[Koha-bugs] [Bug 7818] New: support DOM mode for Zebra indexing of bibliographic records

Fri Mar 23 22:07:47 CET 2012

http://bugs.koha-community.org/bugzilla3/show_bug.cgi?id=7818

          Priority: P5 - low
 Change sponsored?: ---
            Bug ID: 7818
          Assignee: gmcharlt at gmail.com
           Summary: support DOM mode for Zebra indexing of bibliographic
                    records
        QA Contact: koha.sekjal at gmail.com
          Severity: enhancement
    Classification: Unclassified
                OS: All
          Reporter: gmcharlt at gmail.com
          Hardware: All
            Status: NEW
           Version: unspecified
         Component: Architecture, internals, and plumbing
           Product: Koha

Koha DOM Indexing for bibliographic records
-------------------------------------------

Overview
========
Koha uses the Zebra search engine to implement bibliographic and authority
record search.  Zebra comes with several filters that support the indexing of
various document types, including MARC and XML.  Koha currently uses Zebra’s
GRS-1 filter for indexing MARC and Zebra’s DOM filter for indexing authority
records (represented as MARCXML).

To oversimplify a bit, the GRS-1 filter allows for constructing the following
kinds of search indexes for MARC records:
Keyword and phrase indexes of the contents of a MARC subfield
Keyword and phrase indexes of the contents of a fixed field

What the GRS-1 index cannot provide, however, is the ability to index a phrase
that spans subfield boundaries.  For example, giving the subject heading:

650 $a Cats $x pharmacology $x catnip

it is not possible to construct a search that will reliably match all instances
of the phrase “cats pharmacology catnip”.  This in turn means that it is not
possible to reliably search on a bibliographic or authority heading with out
extensive post-search pruning of the result set.
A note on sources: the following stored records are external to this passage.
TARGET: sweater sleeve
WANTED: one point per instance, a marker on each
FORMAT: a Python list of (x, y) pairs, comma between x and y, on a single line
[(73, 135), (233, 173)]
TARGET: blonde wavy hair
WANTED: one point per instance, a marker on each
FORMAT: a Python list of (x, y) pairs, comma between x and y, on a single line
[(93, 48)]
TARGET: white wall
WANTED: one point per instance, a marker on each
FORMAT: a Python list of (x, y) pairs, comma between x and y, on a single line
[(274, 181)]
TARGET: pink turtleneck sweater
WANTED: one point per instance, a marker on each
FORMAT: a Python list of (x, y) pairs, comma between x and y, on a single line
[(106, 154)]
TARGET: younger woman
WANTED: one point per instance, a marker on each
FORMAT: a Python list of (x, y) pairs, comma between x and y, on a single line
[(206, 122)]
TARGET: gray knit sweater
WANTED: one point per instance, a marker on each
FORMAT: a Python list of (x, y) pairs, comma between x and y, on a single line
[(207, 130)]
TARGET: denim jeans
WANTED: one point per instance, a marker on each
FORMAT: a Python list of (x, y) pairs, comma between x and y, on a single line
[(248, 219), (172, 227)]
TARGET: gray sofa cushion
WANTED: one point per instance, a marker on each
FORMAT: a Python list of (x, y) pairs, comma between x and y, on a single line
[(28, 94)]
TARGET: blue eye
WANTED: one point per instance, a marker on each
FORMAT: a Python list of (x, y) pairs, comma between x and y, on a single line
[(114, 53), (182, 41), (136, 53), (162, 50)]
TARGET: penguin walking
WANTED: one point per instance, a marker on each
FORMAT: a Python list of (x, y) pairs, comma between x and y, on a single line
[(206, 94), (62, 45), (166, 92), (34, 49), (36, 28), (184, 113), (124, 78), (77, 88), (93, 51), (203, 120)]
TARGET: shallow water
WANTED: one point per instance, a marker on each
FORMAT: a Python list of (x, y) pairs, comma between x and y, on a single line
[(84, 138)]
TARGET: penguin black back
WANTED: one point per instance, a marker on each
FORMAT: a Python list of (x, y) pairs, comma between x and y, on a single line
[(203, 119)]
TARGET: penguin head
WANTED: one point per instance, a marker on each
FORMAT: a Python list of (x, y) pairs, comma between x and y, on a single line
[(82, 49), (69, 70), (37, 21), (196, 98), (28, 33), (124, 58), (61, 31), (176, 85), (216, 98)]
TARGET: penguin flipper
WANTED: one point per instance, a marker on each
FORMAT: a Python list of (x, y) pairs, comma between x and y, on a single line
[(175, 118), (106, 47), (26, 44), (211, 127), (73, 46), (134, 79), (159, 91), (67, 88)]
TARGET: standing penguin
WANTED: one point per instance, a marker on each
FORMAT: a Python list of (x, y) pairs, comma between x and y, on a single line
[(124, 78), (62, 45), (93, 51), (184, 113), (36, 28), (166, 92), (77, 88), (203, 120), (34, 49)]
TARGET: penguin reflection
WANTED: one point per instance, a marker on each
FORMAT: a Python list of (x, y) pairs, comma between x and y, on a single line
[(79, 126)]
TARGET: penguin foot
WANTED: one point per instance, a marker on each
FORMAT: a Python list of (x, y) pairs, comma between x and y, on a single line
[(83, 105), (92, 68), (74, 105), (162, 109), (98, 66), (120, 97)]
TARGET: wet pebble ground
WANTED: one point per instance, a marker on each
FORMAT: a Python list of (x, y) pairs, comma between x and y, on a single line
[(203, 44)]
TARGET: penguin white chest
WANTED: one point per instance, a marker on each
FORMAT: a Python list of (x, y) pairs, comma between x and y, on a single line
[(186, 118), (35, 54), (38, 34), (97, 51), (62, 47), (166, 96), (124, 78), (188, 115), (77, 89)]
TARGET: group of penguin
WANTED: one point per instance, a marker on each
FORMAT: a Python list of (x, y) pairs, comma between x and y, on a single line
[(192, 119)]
The DOM filter, in contrast, takes an XML document (in this case, a MARC XML
record) and applies a stylesheet to generate another XML document that contains
all of the strings to be indexed by Zebra.  This allows for much more
flexibility, and in particular, allows for retrieving records on normalized
heading.

Furthermore, since the indexing definitions are ultimately expressed as an XML
stylesheet, the DOM filter allows for an arbitrary amount of manipulation of
tokens and phrases to be made during indexing.

Goals
=====

The goals of this development project are to:

* Add support for the Zebra DOM filter for indexing bibliographic records in
Koha, similar to existing support for DOM indexing of authority records.
* Make use of DOM indexing to allow for complete and partial searches of
headings fields.
* Provide indexing definitions to allow for searching of title phrases that
span subfield boundaries in the 245.

Components
==========

Indexing Preparation
====================
A new class (Koha::Indexer) hierarchy will be created to manage preparation of
biblio and authority XML records for indexing.  In the case of a bib record, 

biblionumber 
→ MARC::Record representation of bib
→ one or more Koha::Indexer::MARC::RecordNormalizer routines that perform
operations on the MARC::Record object.  The one normalizer to be added for this
project will be Koha::Indexer::MARC::RecordNormalizer::EmbedItems.
→ MARCXML representation of bib
→ Zebra indexing pipeline

Two tables will be defined to allow for specifying pre-indexing record
normalizer profiles

record_norm_profile
  code varchar2(10) PK
  name varchar2(100)
  metadata_type varchar2(10) -- currently only ‘MARC’
  record_type varchar2(10) -- ‘bilbio’ or ‘authority’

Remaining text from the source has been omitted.